The board based the target on the average annual change in median household income in California between 2002 and 2022, which was 3%. Dr. Tanya W. Spirtos, president of the California Medical Association that represents doctors, wrote a letter to the board noting that number is “artificially low” because it includes the years of the Great Recession, when income dropped dramatically. She said a better gauge would be looking at the past 10 years, when median household income increased an average of 4.1% per year.

Hospitals argue much of what they charge is outside of their control. More than half of hospitals’ expenses are salaries for workers, and many of those are set through collective bargaining agreements with labor unions. Plus, a new state law that takes effect this year will gradually increase the minimum wage for health care workers to $25 per hour.

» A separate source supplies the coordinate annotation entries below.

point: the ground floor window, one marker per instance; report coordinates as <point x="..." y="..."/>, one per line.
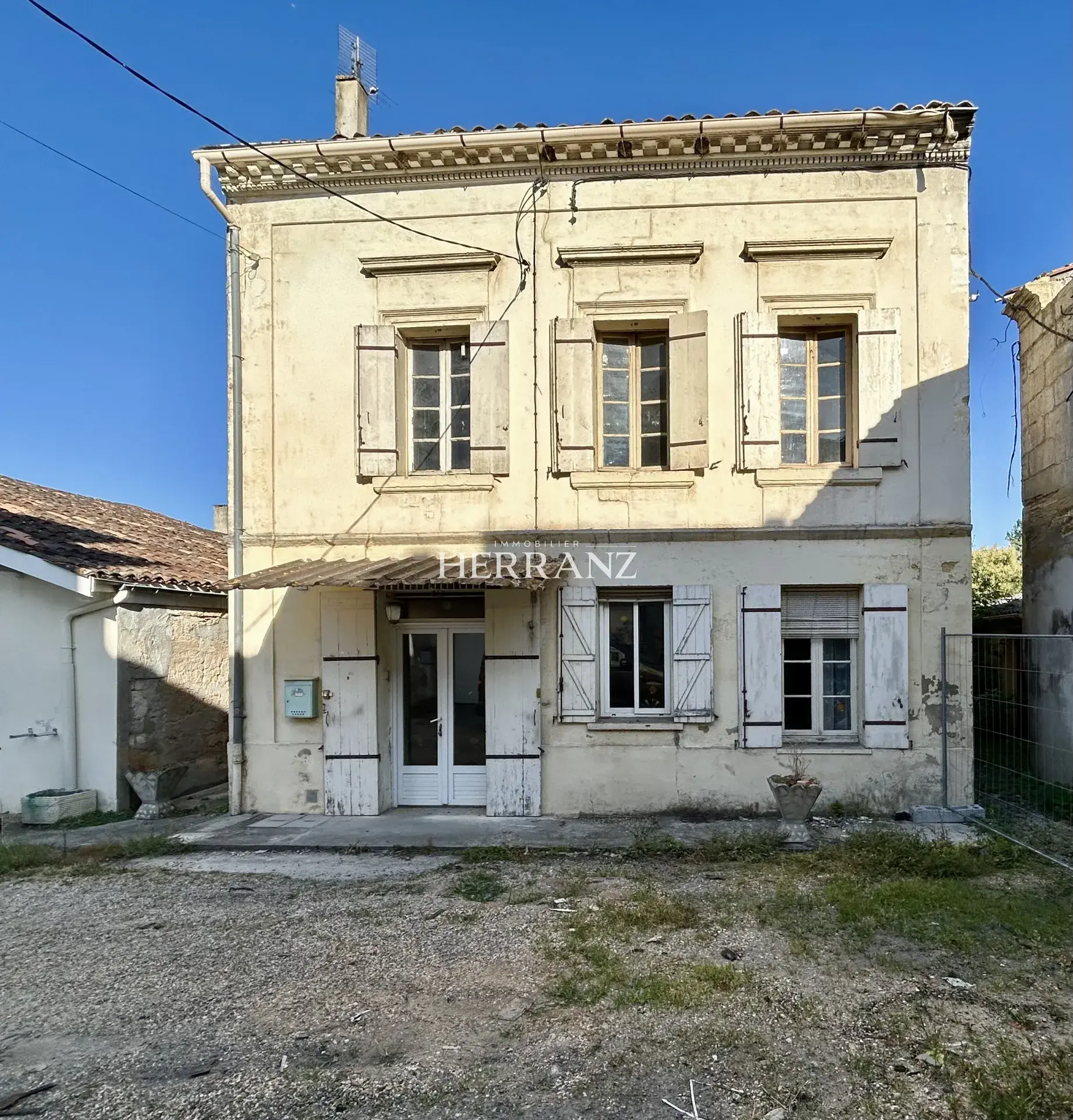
<point x="820" y="632"/>
<point x="634" y="657"/>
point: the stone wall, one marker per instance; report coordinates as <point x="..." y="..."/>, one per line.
<point x="173" y="692"/>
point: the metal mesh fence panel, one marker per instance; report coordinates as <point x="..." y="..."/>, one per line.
<point x="1008" y="734"/>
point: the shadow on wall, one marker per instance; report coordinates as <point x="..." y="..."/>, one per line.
<point x="161" y="724"/>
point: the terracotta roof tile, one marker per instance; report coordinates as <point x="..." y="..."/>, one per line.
<point x="110" y="540"/>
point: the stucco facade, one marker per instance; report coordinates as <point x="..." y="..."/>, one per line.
<point x="1042" y="311"/>
<point x="721" y="240"/>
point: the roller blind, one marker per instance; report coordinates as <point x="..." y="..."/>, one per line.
<point x="826" y="612"/>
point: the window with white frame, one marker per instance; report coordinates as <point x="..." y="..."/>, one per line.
<point x="820" y="631"/>
<point x="815" y="396"/>
<point x="440" y="405"/>
<point x="634" y="657"/>
<point x="633" y="395"/>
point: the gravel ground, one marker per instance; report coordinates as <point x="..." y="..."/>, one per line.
<point x="376" y="990"/>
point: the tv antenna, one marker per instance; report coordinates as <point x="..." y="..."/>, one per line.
<point x="357" y="59"/>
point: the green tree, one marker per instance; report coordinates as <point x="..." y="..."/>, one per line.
<point x="996" y="574"/>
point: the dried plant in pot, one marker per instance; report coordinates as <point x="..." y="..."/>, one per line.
<point x="795" y="793"/>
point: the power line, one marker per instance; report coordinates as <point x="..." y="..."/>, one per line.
<point x="116" y="183"/>
<point x="235" y="136"/>
<point x="1008" y="303"/>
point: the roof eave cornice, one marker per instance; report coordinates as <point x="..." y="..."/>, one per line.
<point x="706" y="146"/>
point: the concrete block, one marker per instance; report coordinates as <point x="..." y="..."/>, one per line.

More than half of California’s 425 hospitals are losing money, and many rural facilities are in danger of closing — prompting the state Legislature last year to approve an emergency loan program.

Carmela Coyle, president and CEO of the California Hospital Association, said when it comes to hospital finances, “the fat is already gone.” She said hospitals regularly perform complex procedures that save lives, including quadruple bypass surgeries.

“We’re fooling ourselves if we think that’s cheap or can be done less expensively,” she said.

Health care spending in the United States has more than doubled in the past two decades, reaching $4.5 trillion in 2022, according to the Centers for Medicare & Medicaid Services. Eight other states have set statewide cost targets for their health care industries. What makes California’s cap different, experts say, is both the staggering size of the state’s health care industry and its plan to enforce the limit with fines.

Health providers could exceed the cap if they have a good reason, including giving raises to health care workers. Those issues have yet to be worked out and will be considered on a case by case basis.

California has greatly expanded access to health insurance in recent years, including using taxpayer money to provide deep discounts for some middle-income earners and offering free coverage to all low-income adults regardless of their immigration status. State lawmakers have resisted more ambitious actions, including a single-payer system.

“Making quality health care affordable is a top priority for our administration,” Democratic Gov. Gavin Newsom said in a statement released by his office. “This action is a crucial first step forward in our efforts to reign in outrageous heath care costs and make health care more affordable.”

Wednesday’s vote was the state’s first foray into tackling health care spending in California, which reached $405 billion in 2020, or $10,299 per person — the 22nd highest in the nation. Still, costs have increased greatly for people who get health insurance through their job. In 2006, just 6% of California workers who had deductibles of $1,000 or more. By 2020, it was 54%.

“We have a system right now that the incentives are not about getting the most cost efficient service,” said Anthony Wright, executive director of Health Access California who advised the board on the new cost limit. “This is an attempt to try to have that incentive into a market that is more about getting bigger than about getting better.”